Last week, I told you that I’d share some of the stories of my life with you. I thought I’d start with something lovey-dovey. My first kiss. Enjoy.
It was dangerous. Leah and I walked hand-in-hand on the shoulder of a dark road not 200 feet from where I’d gotten in my first traffic accident a year earlier. I felt invincible when she was with me. Her long, slender fingers intertwined with mine as the cars passing by gave us a wide birth. Leah’s arm dangled lower than mine and she bent her elbow to accommodate. She had yet to fully grow into her body, a fact I wouldn’t notice until years later in still photographs. We turned off the narrow pathway and onto a residential street. It would have been easy to drive Leah to her friend’s house for girl’s night. But I was in the business of spending as much time with her as I could.
As we walked under the street lamps her face became illuminated. It was thin like her frame and contained punctuation marks of freckles on her cheeks. Her lips were full and pink. She had no need or desire for makeup. The two of us walked up her friend’s driveway and I began to feel a familiar knot in my stomach. We’d been on four dates and we’d walked together in school almost every day for a month. I had yet to go beyond a peck on the cheek and a hug. The knot reminded me how afraid I was of rejection and how much pressure I’d put on myself to get into a fairy-tale relationship. Instead of enjoying these heartfelt goodbyes, my fight or flight response was working overtime.
“Have fun,” I said.
“Thanks. What are you going to do?”
“Think about how much fun you’re having.”
Leah laughed. Her laughs were hearty and genuine. They made me feel like the funniest person alive. Every so often, I’d make her laugh hard enough that a vein would come out on her forehead. Pulling that off was like winning an award for me.

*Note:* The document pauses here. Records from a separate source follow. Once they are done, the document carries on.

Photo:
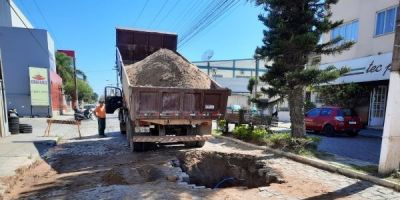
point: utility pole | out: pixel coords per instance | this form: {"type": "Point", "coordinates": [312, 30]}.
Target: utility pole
{"type": "Point", "coordinates": [75, 85]}
{"type": "Point", "coordinates": [390, 148]}
{"type": "Point", "coordinates": [117, 72]}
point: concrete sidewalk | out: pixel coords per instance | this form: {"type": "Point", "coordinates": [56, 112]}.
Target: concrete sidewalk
{"type": "Point", "coordinates": [23, 149]}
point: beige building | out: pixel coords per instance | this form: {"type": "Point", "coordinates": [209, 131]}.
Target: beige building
{"type": "Point", "coordinates": [370, 24]}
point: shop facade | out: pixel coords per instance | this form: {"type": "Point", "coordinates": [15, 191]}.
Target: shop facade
{"type": "Point", "coordinates": [372, 72]}
{"type": "Point", "coordinates": [370, 24]}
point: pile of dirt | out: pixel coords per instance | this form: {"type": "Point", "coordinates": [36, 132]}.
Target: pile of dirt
{"type": "Point", "coordinates": [217, 169]}
{"type": "Point", "coordinates": [114, 177]}
{"type": "Point", "coordinates": [165, 68]}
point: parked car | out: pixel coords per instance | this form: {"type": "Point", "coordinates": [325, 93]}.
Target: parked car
{"type": "Point", "coordinates": [332, 120]}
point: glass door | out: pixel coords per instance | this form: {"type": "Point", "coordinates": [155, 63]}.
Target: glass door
{"type": "Point", "coordinates": [378, 106]}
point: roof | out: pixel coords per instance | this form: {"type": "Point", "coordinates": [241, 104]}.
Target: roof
{"type": "Point", "coordinates": [144, 30]}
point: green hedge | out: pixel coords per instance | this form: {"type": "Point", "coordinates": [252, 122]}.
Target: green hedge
{"type": "Point", "coordinates": [283, 141]}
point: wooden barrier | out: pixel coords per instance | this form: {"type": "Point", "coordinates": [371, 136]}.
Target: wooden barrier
{"type": "Point", "coordinates": [55, 121]}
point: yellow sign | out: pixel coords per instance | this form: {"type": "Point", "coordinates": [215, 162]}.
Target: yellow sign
{"type": "Point", "coordinates": [39, 86]}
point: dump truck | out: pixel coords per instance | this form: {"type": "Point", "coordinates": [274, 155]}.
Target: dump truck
{"type": "Point", "coordinates": [151, 115]}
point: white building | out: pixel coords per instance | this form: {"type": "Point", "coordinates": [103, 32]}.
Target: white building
{"type": "Point", "coordinates": [235, 75]}
{"type": "Point", "coordinates": [11, 15]}
{"type": "Point", "coordinates": [370, 24]}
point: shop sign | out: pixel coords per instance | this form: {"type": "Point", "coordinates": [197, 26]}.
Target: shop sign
{"type": "Point", "coordinates": [366, 69]}
{"type": "Point", "coordinates": [39, 85]}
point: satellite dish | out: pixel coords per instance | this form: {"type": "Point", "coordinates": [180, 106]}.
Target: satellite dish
{"type": "Point", "coordinates": [207, 55]}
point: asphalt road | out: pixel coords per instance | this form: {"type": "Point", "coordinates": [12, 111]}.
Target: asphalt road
{"type": "Point", "coordinates": [360, 147]}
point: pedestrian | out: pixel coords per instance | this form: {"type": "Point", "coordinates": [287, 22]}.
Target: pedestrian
{"type": "Point", "coordinates": [100, 113]}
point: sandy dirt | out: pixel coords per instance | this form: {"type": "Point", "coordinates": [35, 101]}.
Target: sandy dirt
{"type": "Point", "coordinates": [165, 68]}
{"type": "Point", "coordinates": [111, 171]}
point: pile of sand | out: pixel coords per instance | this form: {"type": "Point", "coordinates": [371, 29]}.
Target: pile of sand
{"type": "Point", "coordinates": [165, 68]}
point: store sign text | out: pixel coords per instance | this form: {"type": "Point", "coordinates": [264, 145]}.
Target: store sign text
{"type": "Point", "coordinates": [378, 68]}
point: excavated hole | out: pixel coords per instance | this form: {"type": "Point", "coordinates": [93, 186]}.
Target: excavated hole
{"type": "Point", "coordinates": [221, 170]}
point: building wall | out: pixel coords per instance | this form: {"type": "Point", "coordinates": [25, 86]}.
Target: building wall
{"type": "Point", "coordinates": [20, 50]}
{"type": "Point", "coordinates": [365, 12]}
{"type": "Point", "coordinates": [12, 17]}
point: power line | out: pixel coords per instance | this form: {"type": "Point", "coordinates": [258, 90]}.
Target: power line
{"type": "Point", "coordinates": [141, 12]}
{"type": "Point", "coordinates": [208, 21]}
{"type": "Point", "coordinates": [209, 9]}
{"type": "Point", "coordinates": [30, 31]}
{"type": "Point", "coordinates": [44, 19]}
{"type": "Point", "coordinates": [188, 15]}
{"type": "Point", "coordinates": [158, 13]}
{"type": "Point", "coordinates": [168, 12]}
{"type": "Point", "coordinates": [203, 20]}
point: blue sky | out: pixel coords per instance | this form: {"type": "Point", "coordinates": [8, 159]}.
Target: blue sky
{"type": "Point", "coordinates": [88, 27]}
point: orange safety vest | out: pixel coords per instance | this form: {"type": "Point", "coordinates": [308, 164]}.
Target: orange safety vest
{"type": "Point", "coordinates": [100, 111]}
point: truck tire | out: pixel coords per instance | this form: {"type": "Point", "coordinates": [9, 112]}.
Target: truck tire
{"type": "Point", "coordinates": [129, 134]}
{"type": "Point", "coordinates": [143, 146]}
{"type": "Point", "coordinates": [122, 127]}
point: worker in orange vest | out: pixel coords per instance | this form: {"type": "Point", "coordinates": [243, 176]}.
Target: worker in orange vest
{"type": "Point", "coordinates": [100, 113]}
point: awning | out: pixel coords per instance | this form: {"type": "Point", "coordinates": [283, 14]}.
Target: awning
{"type": "Point", "coordinates": [366, 69]}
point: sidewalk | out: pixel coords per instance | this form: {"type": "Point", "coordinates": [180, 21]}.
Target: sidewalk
{"type": "Point", "coordinates": [23, 149]}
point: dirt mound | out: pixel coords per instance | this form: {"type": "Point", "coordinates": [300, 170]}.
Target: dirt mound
{"type": "Point", "coordinates": [114, 177]}
{"type": "Point", "coordinates": [165, 68]}
{"type": "Point", "coordinates": [150, 173]}
{"type": "Point", "coordinates": [217, 169]}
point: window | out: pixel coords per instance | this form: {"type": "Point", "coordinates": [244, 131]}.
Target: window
{"type": "Point", "coordinates": [385, 21]}
{"type": "Point", "coordinates": [348, 31]}
{"type": "Point", "coordinates": [313, 113]}
{"type": "Point", "coordinates": [326, 112]}
{"type": "Point", "coordinates": [345, 112]}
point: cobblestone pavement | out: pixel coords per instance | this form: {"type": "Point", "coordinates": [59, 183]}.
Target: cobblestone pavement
{"type": "Point", "coordinates": [302, 179]}
{"type": "Point", "coordinates": [104, 168]}
{"type": "Point", "coordinates": [361, 148]}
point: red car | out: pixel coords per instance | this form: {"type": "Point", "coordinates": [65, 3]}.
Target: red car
{"type": "Point", "coordinates": [331, 120]}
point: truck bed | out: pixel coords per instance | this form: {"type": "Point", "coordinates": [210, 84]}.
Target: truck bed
{"type": "Point", "coordinates": [160, 105]}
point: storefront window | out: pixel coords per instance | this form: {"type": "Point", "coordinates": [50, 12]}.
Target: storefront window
{"type": "Point", "coordinates": [385, 21]}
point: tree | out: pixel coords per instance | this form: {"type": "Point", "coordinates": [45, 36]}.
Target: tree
{"type": "Point", "coordinates": [344, 95]}
{"type": "Point", "coordinates": [292, 34]}
{"type": "Point", "coordinates": [66, 72]}
{"type": "Point", "coordinates": [64, 67]}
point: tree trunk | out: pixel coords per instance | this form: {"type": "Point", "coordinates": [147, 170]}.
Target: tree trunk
{"type": "Point", "coordinates": [296, 108]}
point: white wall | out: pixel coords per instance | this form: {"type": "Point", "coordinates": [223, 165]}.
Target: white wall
{"type": "Point", "coordinates": [368, 44]}
{"type": "Point", "coordinates": [11, 18]}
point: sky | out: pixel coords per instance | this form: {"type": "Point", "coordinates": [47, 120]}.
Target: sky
{"type": "Point", "coordinates": [88, 28]}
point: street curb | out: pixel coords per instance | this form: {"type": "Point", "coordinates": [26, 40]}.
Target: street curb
{"type": "Point", "coordinates": [320, 164]}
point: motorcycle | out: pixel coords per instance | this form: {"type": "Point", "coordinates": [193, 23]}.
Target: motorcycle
{"type": "Point", "coordinates": [84, 114]}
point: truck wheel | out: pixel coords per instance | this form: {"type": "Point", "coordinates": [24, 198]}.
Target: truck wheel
{"type": "Point", "coordinates": [129, 131]}
{"type": "Point", "coordinates": [197, 144]}
{"type": "Point", "coordinates": [352, 133]}
{"type": "Point", "coordinates": [122, 127]}
{"type": "Point", "coordinates": [143, 146]}
{"type": "Point", "coordinates": [200, 144]}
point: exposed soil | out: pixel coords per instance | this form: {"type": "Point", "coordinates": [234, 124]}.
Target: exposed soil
{"type": "Point", "coordinates": [216, 169]}
{"type": "Point", "coordinates": [118, 173]}
{"type": "Point", "coordinates": [165, 68]}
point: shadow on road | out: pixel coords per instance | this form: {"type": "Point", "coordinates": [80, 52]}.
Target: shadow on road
{"type": "Point", "coordinates": [343, 192]}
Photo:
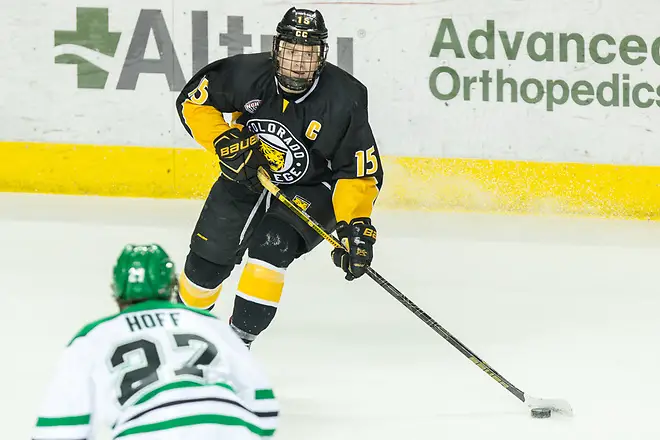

“I’ll call you tomorrow,” I said.
I leaned in toward Leah’s face. Everything inside me told me to turn and avoid her lips at all cost. Instead, I went for it, and she accepted me. I’d watched her lips move when she smiled or talked or laughed but it was different when I pressed them against mine. There was a lightness to it. A gentle, temporary touch. The kiss was brief, but it made my worries evaporate and transform into joy. We paused for a moment after we pulled back to soak it in. I didn’t know it then, but a first kiss can tell you volumes about a relationship. Ours foretold tentative and caring compatibility. I watched her walk inside and floated back home.